At the age of 18, he had his first opera buffa performed in Venice, La Cambiale di matrimonio, which was soon followed by works of the same genre (L'Inganno felice, L'Occasione fa il ladro...). At the age of 20, three of his operas had already been performed, and a year later the number would rise to ten.
In 1813, the creation of Tancredi, also in Venice, opened the doors to success and made him the undisputed master of the Italian opera scene for many years. The works follow one another at a frenetic pace: The Barber of Seville and Otello in 1816, La Cenerentola and Armide in 1817, La Donna del lago in 1819, Maometto II in 1821, Semiramis in 1823... Between 1818 and 1822, he is artistic director of the Teatro San Carlo in Naples. In 1822, he married the singer Isabella Colbran (1785-1845).

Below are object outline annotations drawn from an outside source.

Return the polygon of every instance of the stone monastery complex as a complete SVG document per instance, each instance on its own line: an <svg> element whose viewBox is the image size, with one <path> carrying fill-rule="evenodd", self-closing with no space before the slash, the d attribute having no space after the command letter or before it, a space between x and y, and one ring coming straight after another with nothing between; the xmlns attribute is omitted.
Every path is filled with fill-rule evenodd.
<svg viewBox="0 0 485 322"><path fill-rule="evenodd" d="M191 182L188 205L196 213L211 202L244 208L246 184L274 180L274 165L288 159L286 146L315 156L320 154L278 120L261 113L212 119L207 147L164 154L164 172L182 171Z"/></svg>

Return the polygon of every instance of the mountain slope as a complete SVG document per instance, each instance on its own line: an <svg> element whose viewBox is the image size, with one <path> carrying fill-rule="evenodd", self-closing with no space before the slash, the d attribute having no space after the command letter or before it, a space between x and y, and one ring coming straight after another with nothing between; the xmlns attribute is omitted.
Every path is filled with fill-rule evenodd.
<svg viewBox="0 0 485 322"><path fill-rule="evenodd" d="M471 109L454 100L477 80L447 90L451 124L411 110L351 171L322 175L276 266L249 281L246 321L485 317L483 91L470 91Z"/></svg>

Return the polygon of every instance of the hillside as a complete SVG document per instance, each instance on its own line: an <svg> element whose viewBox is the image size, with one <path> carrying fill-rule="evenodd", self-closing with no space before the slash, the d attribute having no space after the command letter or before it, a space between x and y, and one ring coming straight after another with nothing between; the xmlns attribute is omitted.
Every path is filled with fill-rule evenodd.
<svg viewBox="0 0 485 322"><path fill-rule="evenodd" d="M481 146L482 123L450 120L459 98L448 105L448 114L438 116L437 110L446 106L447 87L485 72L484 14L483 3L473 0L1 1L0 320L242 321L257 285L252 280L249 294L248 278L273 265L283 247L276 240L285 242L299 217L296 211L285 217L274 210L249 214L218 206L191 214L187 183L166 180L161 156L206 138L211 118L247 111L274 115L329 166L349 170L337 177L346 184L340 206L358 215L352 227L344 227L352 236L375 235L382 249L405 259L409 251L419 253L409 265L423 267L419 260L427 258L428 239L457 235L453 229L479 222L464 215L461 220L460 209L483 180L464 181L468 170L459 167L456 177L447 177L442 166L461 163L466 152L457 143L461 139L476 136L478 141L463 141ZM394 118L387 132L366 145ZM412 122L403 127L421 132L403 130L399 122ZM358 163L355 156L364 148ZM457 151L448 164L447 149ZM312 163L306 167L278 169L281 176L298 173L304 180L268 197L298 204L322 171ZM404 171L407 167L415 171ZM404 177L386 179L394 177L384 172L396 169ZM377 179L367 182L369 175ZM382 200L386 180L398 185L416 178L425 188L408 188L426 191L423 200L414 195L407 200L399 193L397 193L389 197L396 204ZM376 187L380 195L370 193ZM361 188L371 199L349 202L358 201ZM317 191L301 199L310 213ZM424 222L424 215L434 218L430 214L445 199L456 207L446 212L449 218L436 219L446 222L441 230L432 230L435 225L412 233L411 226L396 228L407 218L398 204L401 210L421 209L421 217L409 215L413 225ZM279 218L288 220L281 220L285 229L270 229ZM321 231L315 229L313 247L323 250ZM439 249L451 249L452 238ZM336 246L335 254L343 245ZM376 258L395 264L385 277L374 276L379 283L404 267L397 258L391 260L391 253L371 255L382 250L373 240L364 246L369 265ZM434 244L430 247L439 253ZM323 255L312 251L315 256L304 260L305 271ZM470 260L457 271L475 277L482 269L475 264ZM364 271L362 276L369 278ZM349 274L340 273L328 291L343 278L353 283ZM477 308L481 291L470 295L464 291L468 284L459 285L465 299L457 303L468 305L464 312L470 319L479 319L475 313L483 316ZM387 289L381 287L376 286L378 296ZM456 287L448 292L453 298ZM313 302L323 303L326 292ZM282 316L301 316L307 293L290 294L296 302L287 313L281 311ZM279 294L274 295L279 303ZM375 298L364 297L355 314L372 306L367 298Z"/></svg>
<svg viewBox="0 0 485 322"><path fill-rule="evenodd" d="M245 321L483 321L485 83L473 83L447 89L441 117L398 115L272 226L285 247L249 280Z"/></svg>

From 1824, he settled in Paris. He was appointed head of the Théâtre Italien, a position he kept for two years, then First Composer to the King and General Inspector of singing in France. Le Voyage à Reims was created at the Théâtre Italien for the coronation of Charles X. Rossini reused part of the music in Le Comte Ory in 1828. His last opera, Guillaume Tell, created at the Paris Opera on August 3, 1829, was a triumph.
In 1830, the revolution made him lose his royal offices; he separated from his wife and practically abandoned his musical activity. He remarried Olympe Pélissier and composed a Stabat Mater, commissioned by a Spanish prelate, as well as a number of occasional pieces, and numerous chamber music works, collected in a series of books entitled Péchés de vieillesse, often tinged with humor.
From 1836 to 1848, he lived in Italy and then settled permanently in France. He died in Passy on November 13, 1868. Rossini left all his belongings to his native town, Pesaro, where a festival is held every year that has brought back to life many of the composer's forgotten works, some of which have since entered the repertoire of major opera houses.